People who identify as a different sexual orientation or gender identity are very contentious issues. How have I dealt with this when I advocate for mental health awareness?
In order for mental health acceptance to be achieved, I feel I need to be respectful and considerate of others. That means everyone, including those who identify as LGBTQIA+. Having un-coerced interest towards the same sex, knowing you feel your identity is the opposite gender since childhood, and so on, should not subject a person to intentional harassment, violence, or discrimination from anyone. Why? Do onto others as you would want others to do onto you. As long as the individual, who identifies as LGBTQIA+, is respectful and considerate towards their peers then they deserve as much of a right to be treated with respect and kindness as I do. Same as with people of a different skin color, age, gender, religious or political beliefs, mental health diagnoses, and the list goes on. However, as I'd said above, this issue has become much more challenging to deal with particularly when advocating for mental health awareness.
By anger and from fear, or stigma.
At least in this country, it has become more socially acceptable to intentionally lash out with bullying behavior than to be considerate of others regardless of the differences involved. The end result has been more confrontations, more animosity, suicide rates have gone up, and gun violence particularly in public schools has increased, rather than actual peaceable acceptance and cooperation to work towards getting along with each other. You don't have to accept everyone different from you, but do not go out of your way to harass someone unless you want to be treated the same way. No one should be oppressed or bullied to accept people either. Yes, this includes the National LGBT movement as well. Fighting fire with fire does not put the fire out. It makes matters worse. People feel angry, hateful, hated, defensive, or defenseless. In the end, no one's emotional well-being gets any better.
This includes the people who do honestly identify as LGBTQIA+, because they have an equally difficult time with social acceptance and their own mental health.
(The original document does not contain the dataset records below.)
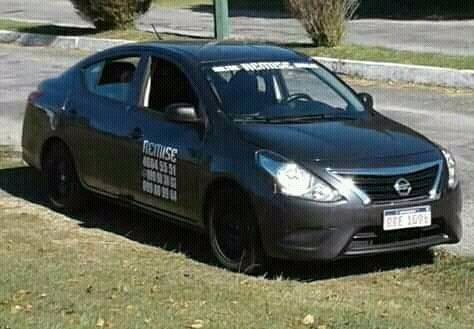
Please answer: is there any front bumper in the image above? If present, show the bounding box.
[256,185,462,260]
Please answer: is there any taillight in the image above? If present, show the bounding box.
[28,90,43,103]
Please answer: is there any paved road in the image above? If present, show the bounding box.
[0,0,474,54]
[0,45,474,255]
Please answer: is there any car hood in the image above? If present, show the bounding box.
[239,114,437,163]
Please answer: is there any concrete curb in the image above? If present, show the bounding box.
[314,57,474,88]
[0,30,131,51]
[0,30,474,89]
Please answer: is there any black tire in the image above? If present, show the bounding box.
[44,143,87,212]
[208,188,265,274]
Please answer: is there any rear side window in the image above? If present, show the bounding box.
[84,56,140,102]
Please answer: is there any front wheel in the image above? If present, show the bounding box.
[44,143,86,211]
[208,189,264,274]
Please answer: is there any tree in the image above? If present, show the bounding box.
[288,0,359,47]
[71,0,152,30]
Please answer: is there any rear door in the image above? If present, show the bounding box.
[122,56,205,220]
[69,54,145,195]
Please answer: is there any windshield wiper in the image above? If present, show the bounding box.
[268,113,357,123]
[232,113,270,122]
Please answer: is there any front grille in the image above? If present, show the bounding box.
[341,165,439,202]
[346,218,445,253]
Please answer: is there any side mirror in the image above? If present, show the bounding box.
[165,103,201,123]
[357,93,374,110]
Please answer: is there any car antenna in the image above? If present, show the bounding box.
[151,24,163,41]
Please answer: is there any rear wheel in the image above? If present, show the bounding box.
[44,143,86,211]
[208,189,264,274]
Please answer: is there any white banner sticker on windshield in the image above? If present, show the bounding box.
[212,62,319,73]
So, what should you do? To be honest, and in keeping with my objectivity, you really don't have to do anything I advise here. I have shared numerous well-thought out and very mindful points of view on a lot of issues related to mental health and awareness advocating. What I feel has worked and should achieve positive mental health improvements has been to treat people with mutual respect. If someone is of a different racial background from me, whether they are different by age, economic status, have any various mental health diagnoses, or identify as LGBTQIA+, I do - and advocate - onto everyone as I would want everyone to do onto me. This is a truly golden rule which will go a long way towards making a difference that matters even if you face stigma in your community.